My wife is a history professor whose area of specialization is the nineteenth century United States. Given the requirements of college history courses, however, she also teaches in time periods well before her own period of study. While this doesn’t usually present a problem, as she is well-read in all areas of American history, there are times when primary source documents throw up terms that she hasn’t encountered before. In such cases, i’m not much help to her either, because my focus is on the twentieth century.

Anyway, she was reading some documents from the Salem witch trials on the late seventeenth century, and came across this paragraph:

It’s the words “thought meet” that have her stumped. Some online seaching turned up another example from a 1625 proclamation in England.

I know there are plenty of historically-inclined Dopers out there. Anyone come across this term before? We’ve made some guesses, but none seem especially satisfying.

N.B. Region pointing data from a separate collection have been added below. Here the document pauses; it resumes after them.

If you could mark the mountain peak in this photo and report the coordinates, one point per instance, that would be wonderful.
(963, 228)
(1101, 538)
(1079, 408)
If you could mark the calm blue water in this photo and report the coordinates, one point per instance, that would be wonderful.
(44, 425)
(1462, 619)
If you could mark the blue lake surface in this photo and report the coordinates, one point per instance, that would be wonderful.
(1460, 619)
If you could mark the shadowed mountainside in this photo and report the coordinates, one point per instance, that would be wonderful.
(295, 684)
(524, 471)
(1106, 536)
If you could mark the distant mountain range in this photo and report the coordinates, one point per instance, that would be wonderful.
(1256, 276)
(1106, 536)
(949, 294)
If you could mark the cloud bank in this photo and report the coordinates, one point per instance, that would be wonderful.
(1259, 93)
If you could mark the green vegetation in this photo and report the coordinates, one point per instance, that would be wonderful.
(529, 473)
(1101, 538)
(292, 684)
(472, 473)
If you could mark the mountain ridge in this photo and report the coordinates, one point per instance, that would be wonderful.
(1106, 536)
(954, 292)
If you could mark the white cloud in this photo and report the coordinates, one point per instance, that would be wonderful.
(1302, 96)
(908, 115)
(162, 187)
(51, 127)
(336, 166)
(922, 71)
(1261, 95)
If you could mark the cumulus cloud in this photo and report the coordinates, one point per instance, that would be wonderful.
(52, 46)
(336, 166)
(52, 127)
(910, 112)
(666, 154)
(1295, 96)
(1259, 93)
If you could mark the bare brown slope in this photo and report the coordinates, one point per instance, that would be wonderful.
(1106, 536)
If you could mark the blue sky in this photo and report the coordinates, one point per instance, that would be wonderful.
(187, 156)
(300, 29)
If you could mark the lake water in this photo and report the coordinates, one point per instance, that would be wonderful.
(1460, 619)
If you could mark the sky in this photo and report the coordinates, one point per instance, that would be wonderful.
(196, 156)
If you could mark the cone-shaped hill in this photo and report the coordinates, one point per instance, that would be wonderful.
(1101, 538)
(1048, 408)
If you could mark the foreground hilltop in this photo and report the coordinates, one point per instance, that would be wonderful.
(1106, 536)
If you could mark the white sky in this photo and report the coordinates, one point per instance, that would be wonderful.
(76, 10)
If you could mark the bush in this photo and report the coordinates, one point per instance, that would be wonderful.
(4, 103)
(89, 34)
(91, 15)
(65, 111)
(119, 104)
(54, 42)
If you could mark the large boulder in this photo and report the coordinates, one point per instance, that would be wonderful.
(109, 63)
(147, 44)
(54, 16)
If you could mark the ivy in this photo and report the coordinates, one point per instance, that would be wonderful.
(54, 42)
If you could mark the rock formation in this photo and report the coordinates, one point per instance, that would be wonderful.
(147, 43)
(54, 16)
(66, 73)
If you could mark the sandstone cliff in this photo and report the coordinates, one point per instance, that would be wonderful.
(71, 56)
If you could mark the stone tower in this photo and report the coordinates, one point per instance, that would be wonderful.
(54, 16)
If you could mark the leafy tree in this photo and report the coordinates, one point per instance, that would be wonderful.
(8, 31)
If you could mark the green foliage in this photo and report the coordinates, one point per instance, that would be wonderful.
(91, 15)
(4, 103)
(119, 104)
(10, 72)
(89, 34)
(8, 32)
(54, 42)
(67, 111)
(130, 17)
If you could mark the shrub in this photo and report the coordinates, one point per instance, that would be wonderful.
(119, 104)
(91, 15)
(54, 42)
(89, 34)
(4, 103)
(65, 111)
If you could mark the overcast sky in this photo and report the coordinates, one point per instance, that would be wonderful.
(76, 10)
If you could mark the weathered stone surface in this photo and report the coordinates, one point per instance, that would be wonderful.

Meet as an adjective is obsolescent, showing up only in a few fossil phrases like “help meet” and “It is meet and right so to do.” Essentially it means “proper. appropriate, particularly fitted to a situation.” Cite.

Render the phrase you ask about as something like “We thought it proper and appropriate to signify…”

Back in high school, a friend and I had each encountered this word while rooting through old books. When we’d haggle over stuff like weed, we’d seal the bargain with “this is just and meet.” (“proper”)

Thanks. That makes complete sense. Because it came with “thought” on both occasions, we were both focusing on the two words together as some sort of compound adjective or verb.

As opposed to “thought meat,” which is an early term for the brain. :wink:

The funny thing is, when my wife first asked me if i knew what it meant, i had to ask her, “M-E-A-T or M-E-E-T?”